Le livre a été conçu pour préserver sa valeur esthétique en conservant intacte la couverture de la première édition originale et pour être à nouveau lisible à l'époque moderne.
L'« Essai Geunwon » de Kim Yong-jun est souvent considéré comme un chef-d'œuvre de la littérature de l'essai et une œuvre qui a atteint le plus haut niveau des essais modernes, au même titre que le « Museorok » de Lee Tae-jun.
La prose de Kim Yong-jun, peintre et historien de l'art, a longtemps été considérée comme légendaire, au point que certaines personnes recherchaient et chérissaient secrètement ses écrits, même si elle n'a été reconnue à sa juste valeur qu'après la levée de l'interdiction faite aux écrivains ayant fait défection en Corée du Nord.
La prose sophistiquée de Kim Yong-jun est empreinte de la fraîcheur de la vie dans nombre de ses textes.
Une prose qui imprègne la beauté et la tristesse du quotidien, les histoires des tableaux et des artistes, et le mystère du passé élèvent la qualité de vie.
- Vous pouvez consulter un aperçu du contenu du livre.
Aperçu
indice
I
011 Fleur de prunier
018 Crabe
023 La technique du cheval noir
030 Samadhi de pêche
035 Fleur de Guwa
037 L'histoire de la goutte d'encre du crapaud
Tête 042
047 Frustrer M. X
Gilet 051 de huit ans
Lunettes 054
058 Le jour où je suis allé à la mer de l'Est
063 Calligraphie de Chusa
067 Kim Nikolai
Un endroit appelé Banque 072
077 Une histoire frustrante
Restaurant mobile 082
084 Maison neuve
086 Noshisanbanggi (老枾山房記)
094 Révision des six intestins
103 Yuan Su-won, Jeong Pan-gyo, Bing-heo et moi
107 amis peintres qui me viennent à l'esprit
II
119 Poésie et peinture
124 réflexions sur l'art
126 La théorie osseuse
130 Sortir du monde
135 peintres paysagistes de la dynastie Joseon
149 Choi Buk et Im Hee-ji
159 Owon (吾園) Ilsa (? affaire)
173 Deux sites historiques du temple Seunggasa
185 À propos du Hou (壺盂) du roi Gwanggaeto le Grand
199 pieds
011 Fleur de prunier
018 Crabe
023 La technique du cheval noir
030 Samadhi de pêche
035 Fleur de Guwa
037 L'histoire de la goutte d'encre du crapaud
Tête 042
047 Frustrer M. X
Gilet 051 de huit ans
Lunettes 054
058 Le jour où je suis allé à la mer de l'Est
063 Calligraphie de Chusa
067 Kim Nikolai
Un endroit appelé Banque 072
077 Une histoire frustrante
Restaurant mobile 082
084 Maison neuve
086 Noshisanbanggi (老枾山房記)
094 Révision des six intestins
103 Yuan Su-won, Jeong Pan-gyo, Bing-heo et moi
107 amis peintres qui me viennent à l'esprit
II
119 Poésie et peinture
124 réflexions sur l'art
126 La théorie osseuse
130 Sortir du monde
135 peintres paysagistes de la dynastie Joseon
149 Choi Buk et Im Hee-ji
159 Owon (吾園) Ilsa (? affaire)
173 Deux sites historiques du temple Seunggasa
185 À propos du Hou (壺盂) du roi Gwanggaeto le Grand
199 pieds
Dans le livre
Les fleurs de prunier chez vous s'épanouissent comme des nuages.

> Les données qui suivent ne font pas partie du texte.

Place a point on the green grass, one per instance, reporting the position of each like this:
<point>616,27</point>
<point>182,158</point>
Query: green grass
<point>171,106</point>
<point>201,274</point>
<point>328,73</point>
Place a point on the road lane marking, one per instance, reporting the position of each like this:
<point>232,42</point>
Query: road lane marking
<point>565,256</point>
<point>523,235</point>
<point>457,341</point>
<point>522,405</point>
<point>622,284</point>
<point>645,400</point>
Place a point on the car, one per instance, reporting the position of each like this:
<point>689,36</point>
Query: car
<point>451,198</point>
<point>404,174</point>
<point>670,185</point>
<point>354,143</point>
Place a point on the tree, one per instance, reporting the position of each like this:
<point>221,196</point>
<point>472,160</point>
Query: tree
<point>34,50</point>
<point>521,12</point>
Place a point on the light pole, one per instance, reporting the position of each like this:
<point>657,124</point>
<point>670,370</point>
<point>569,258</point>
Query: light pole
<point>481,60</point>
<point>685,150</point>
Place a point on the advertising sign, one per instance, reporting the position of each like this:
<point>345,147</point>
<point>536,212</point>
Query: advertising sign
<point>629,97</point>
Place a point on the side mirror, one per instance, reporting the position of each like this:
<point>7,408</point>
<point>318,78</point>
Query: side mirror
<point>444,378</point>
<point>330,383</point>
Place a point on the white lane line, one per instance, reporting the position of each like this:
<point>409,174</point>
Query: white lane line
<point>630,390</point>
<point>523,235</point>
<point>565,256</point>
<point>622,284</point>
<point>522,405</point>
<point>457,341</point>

Même une vie pauvre a parfois son charme.
Comment de si délicats et pâles bourgeons de fleurs peuvent-ils s'épanouir avec tant de sérénité, tels une dame en civil, sur la fenêtre à croix gammée, où une ou deux formes apparaissent faiblement, comme des marques d'encre sur du papier délavé ?

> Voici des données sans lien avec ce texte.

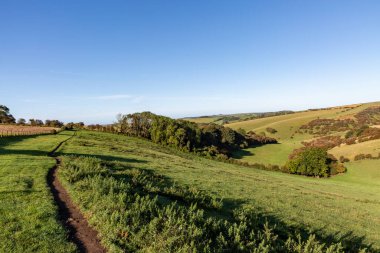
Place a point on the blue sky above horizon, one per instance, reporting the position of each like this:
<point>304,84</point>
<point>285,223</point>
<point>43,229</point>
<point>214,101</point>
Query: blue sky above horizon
<point>89,60</point>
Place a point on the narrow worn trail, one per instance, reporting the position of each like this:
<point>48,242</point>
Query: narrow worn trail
<point>79,230</point>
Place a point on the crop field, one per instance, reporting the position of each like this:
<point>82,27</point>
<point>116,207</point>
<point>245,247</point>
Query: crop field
<point>12,130</point>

--- Extrait de « Fleur de prunier »
Ce n'est pas un crapaud qui a la forme d'un crapaud, ni un crapaud à part entière, et bien sûr ce n'est pas une grenouille.
Un corps sans aucune courbe, avec des membres dressés et saillants comme ceux d'un escargot, et sa bouche ouverte avec une expression idiote, disant « Heh— », et à l'intérieur de sa bouche se trouvait un objet creux qui n'était ni une mouche ni un insecte, mais quelque chose d'inconnu.
Les narines étaient si mal percées qu'elles semblaient prêtes à s'évaser à tout moment, et l'arrière de la tête était couvert de trois rangées d'éruptions cutanées en relief et enchevêtrées qui s'étendaient jusqu'aux fesses.
Et il versa le vernis de façon irrégulière, mettant à profit tout son talent, et parvint même à donner un effet légèrement blanchâtre au coffre, de sorte qu'au lieu de prétendre que chaque recoin était soigné, il exhibait pleinement sa maladresse, ce qui le rendait encore plus attachant.
Si les amateurs d'antiquités voyaient cela aujourd'hui, ce serait un objet folklorique qu'ils refuseraient même si on le leur offrait gratuitement.
Mais je suis revenu avec, sans demander le prix, et j'ai décidé de l'acheter.
Cette nuit-là, une violente dispute a éclaté entre ma femme et moi.
Ma femme se plaint que le crapaud va nous nourrir alors que nous n'avons même pas d'argent pour acheter un boisseau de riz.
Ce genre de dispute s'est produit plus d'une fois chez nous, alors je me suis de nouveau énervé et j'ai crié : « Ne t'inquiète pas, ce crapaud te remboursera de l'avoir acheté. »
C’est pourquoi je réécris cet essai.
--- Extrait de « L'histoire de l'amant du crapaud »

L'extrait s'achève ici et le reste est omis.